Big Ten spring wrap

Posted by ESPN.com's Adam Rittenberg

Anyone who thinks spring football is simply an SEC pastime didn't attend Ohio State's spring game on April 25.

A spring game record crowd of 95,722 showed up at Ohio Stadium to see Jim Tressel's hideous Hawaiian shirt and a bunch of new starters on both sides of the ball for the Buckeyes. Quarterback Terrelle Pryor didn't let down the fans, showcasing his improved footwork and mechanics.

There was similar intrigue in other Big Ten cities this spring, as Penn State tried to reload, Michigan tried to rebuild and teams like Iowa, Michigan State, Northwestern and Minnesota tried to continue the momentum generated from last fall.

Here are five lessons from this spring:

1. Quarterback play will be better -- It couldn't get much worse, but the development of players like Pryor, Iowa's Ricky Stanzi and Michigan State's Kirk Cousins and Keith Nichol bodes well for the fall. Penn State's Daryll Clark picked up where he left off after earning first-team all-conference honors in 2008, and Illinois' Juice Williams will be solid. Minnesota and Wisconsin should be deeper at the quarterback position, as freshmen MarQueis Gray and Curt Phillips came on strong toward the end of practice. Although the league lacks elite wide receivers, the Big Ten will pass the ball better this fall.

2. JoePa is back -- He never really left, but the 82-year-old Penn State head coach feels like himself again following hip-replacement surgery in November. Paterno was back on the practice field this spring and fully intends to return to the sideline Sept. 5 against Akron. His assistants deserve most of the credit for last year's championship team, but the lead Lion is back and has plenty on his plate this summer as Penn State tries to replace standouts at offensive line, wide receiver and defensive end.

3. Wolverines feel great with Tate -- Michigan's quarterback competition is far from over, but Rich Rodriguez can feel a bit better about the position after the way true freshman Tate Forcier developed this spring. Forcier, an early enrollee, had his growing pains but also showcased the mobility and creativity Michigan needs at quarterback and sorely lacked in 2008. The freshman left Michigan fans feeling good after tossing four touchdown passes and running for another score in the spring game.

4. This is still a running back's league -- Despite losing five of its top six rushers, including Doak Walker Award winner Shonn Greene, the Big Ten once again appears to be loaded at running back entering the fall. In addition to known commodities like Evan Royster and John Clay, several backs developed nicely this spring, including Ohio State's Brandon Saine and Dan Herron, Illinois' Jason Ford and Mikel LeShoure, Purdue's Ralph Bolden and Northwestern's Jeravin Matthews. Michigan might have the league's deepest running backs corps after true freshman Vincent Smith blossomed this spring.

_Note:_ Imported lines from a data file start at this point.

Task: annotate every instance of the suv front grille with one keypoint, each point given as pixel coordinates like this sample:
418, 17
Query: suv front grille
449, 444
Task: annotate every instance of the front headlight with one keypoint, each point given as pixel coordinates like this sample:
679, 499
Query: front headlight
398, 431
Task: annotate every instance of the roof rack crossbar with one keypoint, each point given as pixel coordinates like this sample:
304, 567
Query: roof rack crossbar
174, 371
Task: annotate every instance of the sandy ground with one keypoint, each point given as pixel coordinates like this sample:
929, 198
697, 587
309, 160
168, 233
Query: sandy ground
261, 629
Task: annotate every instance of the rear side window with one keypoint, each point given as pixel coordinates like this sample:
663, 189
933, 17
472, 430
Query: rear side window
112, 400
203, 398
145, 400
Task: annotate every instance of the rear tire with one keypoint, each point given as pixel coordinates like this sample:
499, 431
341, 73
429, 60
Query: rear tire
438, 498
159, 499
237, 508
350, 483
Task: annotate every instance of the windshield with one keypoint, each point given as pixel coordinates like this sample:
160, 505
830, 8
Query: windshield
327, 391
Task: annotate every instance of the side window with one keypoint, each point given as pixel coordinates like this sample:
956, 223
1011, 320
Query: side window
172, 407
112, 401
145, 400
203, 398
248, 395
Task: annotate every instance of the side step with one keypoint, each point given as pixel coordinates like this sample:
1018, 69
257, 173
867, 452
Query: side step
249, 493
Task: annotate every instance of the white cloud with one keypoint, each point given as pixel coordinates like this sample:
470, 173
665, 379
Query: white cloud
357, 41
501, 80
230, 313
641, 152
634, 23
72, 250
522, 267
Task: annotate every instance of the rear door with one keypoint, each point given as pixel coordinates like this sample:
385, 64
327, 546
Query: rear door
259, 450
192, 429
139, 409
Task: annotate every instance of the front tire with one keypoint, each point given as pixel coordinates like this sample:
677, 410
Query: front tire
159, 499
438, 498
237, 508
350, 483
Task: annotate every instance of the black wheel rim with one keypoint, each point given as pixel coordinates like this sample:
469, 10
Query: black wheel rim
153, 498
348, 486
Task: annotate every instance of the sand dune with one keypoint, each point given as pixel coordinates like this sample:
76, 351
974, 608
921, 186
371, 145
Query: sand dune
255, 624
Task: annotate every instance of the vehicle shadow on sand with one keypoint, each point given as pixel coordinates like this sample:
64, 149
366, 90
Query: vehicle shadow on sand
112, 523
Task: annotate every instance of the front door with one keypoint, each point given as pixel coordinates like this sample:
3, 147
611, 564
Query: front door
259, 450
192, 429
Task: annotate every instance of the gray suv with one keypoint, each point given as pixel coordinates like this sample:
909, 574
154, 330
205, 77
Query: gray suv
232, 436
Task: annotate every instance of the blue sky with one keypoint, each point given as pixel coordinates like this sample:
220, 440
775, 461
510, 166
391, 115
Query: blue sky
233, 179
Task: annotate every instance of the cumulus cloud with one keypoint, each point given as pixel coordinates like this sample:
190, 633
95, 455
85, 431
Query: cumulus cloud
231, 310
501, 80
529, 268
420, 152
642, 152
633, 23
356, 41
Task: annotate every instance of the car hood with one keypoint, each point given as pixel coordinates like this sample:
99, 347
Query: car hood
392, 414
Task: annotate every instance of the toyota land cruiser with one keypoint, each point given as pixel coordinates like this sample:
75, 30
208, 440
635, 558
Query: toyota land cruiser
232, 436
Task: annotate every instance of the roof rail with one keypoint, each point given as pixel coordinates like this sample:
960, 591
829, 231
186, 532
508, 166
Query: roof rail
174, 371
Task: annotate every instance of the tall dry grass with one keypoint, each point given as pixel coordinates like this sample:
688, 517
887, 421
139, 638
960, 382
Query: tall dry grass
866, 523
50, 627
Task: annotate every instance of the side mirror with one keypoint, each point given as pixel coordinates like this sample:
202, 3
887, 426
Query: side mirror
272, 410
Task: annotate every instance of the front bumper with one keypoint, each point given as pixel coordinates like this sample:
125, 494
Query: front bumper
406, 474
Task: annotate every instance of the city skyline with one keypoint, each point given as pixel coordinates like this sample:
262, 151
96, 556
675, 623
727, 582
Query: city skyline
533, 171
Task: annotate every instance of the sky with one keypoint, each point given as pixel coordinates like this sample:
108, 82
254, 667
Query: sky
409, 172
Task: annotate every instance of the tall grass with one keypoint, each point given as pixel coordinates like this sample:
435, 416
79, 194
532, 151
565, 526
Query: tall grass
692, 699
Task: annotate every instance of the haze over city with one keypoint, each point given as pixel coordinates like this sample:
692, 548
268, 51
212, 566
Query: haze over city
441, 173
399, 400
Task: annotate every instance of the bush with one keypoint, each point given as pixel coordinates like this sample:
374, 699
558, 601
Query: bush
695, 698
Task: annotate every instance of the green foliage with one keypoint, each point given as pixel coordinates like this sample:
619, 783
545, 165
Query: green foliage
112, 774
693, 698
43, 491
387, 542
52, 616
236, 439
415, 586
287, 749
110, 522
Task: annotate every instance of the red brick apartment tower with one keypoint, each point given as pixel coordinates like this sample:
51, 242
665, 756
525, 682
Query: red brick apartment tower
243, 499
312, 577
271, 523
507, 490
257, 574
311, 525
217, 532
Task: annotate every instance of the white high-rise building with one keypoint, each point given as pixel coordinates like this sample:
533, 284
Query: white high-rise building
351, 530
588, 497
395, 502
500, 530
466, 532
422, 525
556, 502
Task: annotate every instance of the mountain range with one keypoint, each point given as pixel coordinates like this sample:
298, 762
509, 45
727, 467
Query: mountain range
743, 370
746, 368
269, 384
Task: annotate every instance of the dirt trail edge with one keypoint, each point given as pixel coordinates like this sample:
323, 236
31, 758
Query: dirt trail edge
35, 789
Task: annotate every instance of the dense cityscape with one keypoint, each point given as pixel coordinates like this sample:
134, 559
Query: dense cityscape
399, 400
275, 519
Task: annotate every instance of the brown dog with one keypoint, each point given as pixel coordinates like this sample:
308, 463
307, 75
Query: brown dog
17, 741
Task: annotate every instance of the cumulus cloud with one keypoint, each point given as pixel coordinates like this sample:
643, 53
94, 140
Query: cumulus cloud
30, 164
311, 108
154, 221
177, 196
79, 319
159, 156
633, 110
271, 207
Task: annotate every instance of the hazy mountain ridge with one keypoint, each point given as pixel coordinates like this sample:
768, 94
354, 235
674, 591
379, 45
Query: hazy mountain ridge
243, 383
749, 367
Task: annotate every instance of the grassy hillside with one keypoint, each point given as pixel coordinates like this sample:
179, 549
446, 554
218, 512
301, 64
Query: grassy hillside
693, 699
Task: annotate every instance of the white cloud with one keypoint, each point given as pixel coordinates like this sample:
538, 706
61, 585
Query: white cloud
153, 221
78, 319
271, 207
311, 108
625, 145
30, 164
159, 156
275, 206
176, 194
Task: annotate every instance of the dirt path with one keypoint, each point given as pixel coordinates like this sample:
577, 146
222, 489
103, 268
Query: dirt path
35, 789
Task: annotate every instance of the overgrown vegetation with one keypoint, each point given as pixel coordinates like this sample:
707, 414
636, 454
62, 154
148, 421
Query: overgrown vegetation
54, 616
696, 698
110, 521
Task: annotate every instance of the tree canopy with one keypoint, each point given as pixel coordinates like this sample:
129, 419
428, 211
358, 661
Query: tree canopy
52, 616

5. Indiana schools could be in trouble -- The Hoosier State could have another rough season after both Purdue and Indiana lost major contributors on offense. Purdue sophomore quarterback Justin Siller, who started three games last season and brought tremendous athleticism to the backfield, was dismissed from school for violating academic policy. Indiana said goodbye to former record-setting quarterback Kellen Lewis, who was dismissed for a second violation of team rules. There will be a lot riding on Joey Elliott and Ben Chappell this season as the Boilers and Hoosiers try to climb out of the Big Ten cellar.